In [1]:
import sys
import imp
import yaml
import csv
import pandas as pd
import re
from rf import *
from svm import *
#from nnet import *
modl = imp.load_source('read_model_yaml', 'read_model_yaml.py')

In [2]:
# Import argument
#inp_yaml = "model/spec/SS/SS_RF_1.yaml"
inp_yaml = sys.argv[1]

In [3]:
# Open test and train sets
df_test  = pd.read_csv("data/output/model_clean_data/test.tar.gz",compression='gzip', index_col = None)
df_train = pd.read_csv("data/output/model_clean_data/train.tar.gz",compression='gzip', index_col = None)

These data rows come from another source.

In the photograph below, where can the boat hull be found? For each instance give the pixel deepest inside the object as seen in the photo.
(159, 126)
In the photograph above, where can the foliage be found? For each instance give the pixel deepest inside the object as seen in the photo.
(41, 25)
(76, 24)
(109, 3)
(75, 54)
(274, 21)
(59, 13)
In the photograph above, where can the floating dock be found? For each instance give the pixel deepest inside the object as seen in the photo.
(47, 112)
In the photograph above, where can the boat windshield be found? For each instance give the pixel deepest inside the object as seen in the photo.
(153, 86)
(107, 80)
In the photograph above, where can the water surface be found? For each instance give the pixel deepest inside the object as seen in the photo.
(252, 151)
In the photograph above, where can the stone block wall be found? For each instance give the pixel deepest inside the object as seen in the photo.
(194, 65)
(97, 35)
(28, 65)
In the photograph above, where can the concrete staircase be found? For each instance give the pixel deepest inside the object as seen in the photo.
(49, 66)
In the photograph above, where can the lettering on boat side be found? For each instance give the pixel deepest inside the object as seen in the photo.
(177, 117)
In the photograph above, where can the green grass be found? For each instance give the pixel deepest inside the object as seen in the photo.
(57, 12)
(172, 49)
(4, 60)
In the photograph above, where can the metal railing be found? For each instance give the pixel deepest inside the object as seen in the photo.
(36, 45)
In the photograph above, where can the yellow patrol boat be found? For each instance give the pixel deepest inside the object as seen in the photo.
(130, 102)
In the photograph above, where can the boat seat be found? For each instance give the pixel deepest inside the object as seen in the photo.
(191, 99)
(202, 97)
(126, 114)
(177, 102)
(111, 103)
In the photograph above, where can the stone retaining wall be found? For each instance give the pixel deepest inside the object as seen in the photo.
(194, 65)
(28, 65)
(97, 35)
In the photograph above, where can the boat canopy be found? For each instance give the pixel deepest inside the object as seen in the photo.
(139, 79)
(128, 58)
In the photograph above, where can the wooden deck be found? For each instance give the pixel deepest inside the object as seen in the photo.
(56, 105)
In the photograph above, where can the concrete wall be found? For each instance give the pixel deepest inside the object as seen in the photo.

# Define test/training set
X_test   =  np.array(df_test.drop(['labels'], axis = 1))
Y_test   =  np.array(df_test[['labels']])[:,0]
X_train  =  np.array(df_train.drop(['labels'], axis = 1))
Y_train  =  np.array(df_train[['labels']])[:,0]

In [4]:
import inspect
print(inspect.getsource(rf))


def rf(X_train,
       Y_train,
       X_test,
       Y_test,
       n_estimators=10,
       criterion="gini",
       max_features="auto",
       max_depth=-1,
       n_jobs=1):
    """
    Parameters
    ----------
    X_train       : pandas data frame
        data frame of features for the training set
    Y_train       : pandas data frame
        data frame of labels for the training set
    X_test        : pandas data frame
        data frame of features for the test set
    Y_test        : pandas data frame
        data frame of labels for the test set
    n_estimators : integer, optional (default=10)
        The number of trees in the forest.
    criterion : string, optional (default=”gini”)
        The function to measure the quality of a split.
        Supported criteria are “gini” for the Gini impurity and “entropy”
        for the information gain.
    max_features : int, float, string or None, optional (default=”auto”)
        The number of features to consider when looking for the best split:
        If int, then consider max_features features at each split.
        If float, then max_features is a percentage and int(max_features * n_features)
        features are considered at each split.
        If “auto”, then max_features=sqrt(n_features).
        If “sqrt”, then max_features=sqrt(n_features) (same as “auto”).
        If “log2”, then max_features=log2(n_features).
        If None, then max_features=n_features.
    max_depth : integer or None, optional (default=None)
        The maximum depth of the tree.
        If None, then nodes are expanded until all leaves are pure or
        until all leaves contain less than min_samples_split samples.
        Ignored if max_leaf_nodes is not None.
    n_jobs : integer, optional (default=1)
        The number of jobs to run in parallel for both fit and predict.
        If -1, then the number of jobs is set to the number of cores.

    Result:
    -------
    numpy array
        logloss    : averaged logarithmic loss
        miss_err   : missclassification error rate
        prec       : precision
        recall     : recall
        f1         : f1 score
        parameters : previous parameters in the order previously specified
    """
    if max_depth==-1:
        max_depth = None

    labels = np.unique(Y_train)

    ## # Scale Data
    scaler = MinMaxScaler()
    X_test = scaler.fit_transform(X_test)
    X_train = scaler.fit_transform(X_train)

    ## # Run rf
    # Define classifier
    rf = RandomForestClassifier(n_estimators=n_estimators,
                                criterion=criterion,
                                max_features=max_features,
                                max_depth=max_depth,
                                n_jobs=n_jobs)
    # Fit
    rf.fit(X_train, Y_train)
    # Predict
    Y_hat = rf.predict(X_test)
    Y_probs = rf.predict_proba(X_test)

    ## # Misclassification error rate
    miss_err = 1-accuracy_score(Y_test, Y_hat)
    ## # Log Loss
    eps = 10^(-15)
    logloss = log_loss(Y_test, Y_probs, eps = eps)

    ##confusion_matrix
    confusion_matrix1 = confusion_matrix(y_true=Y_test, y_pred=Y_hat
                                         , labels=labels)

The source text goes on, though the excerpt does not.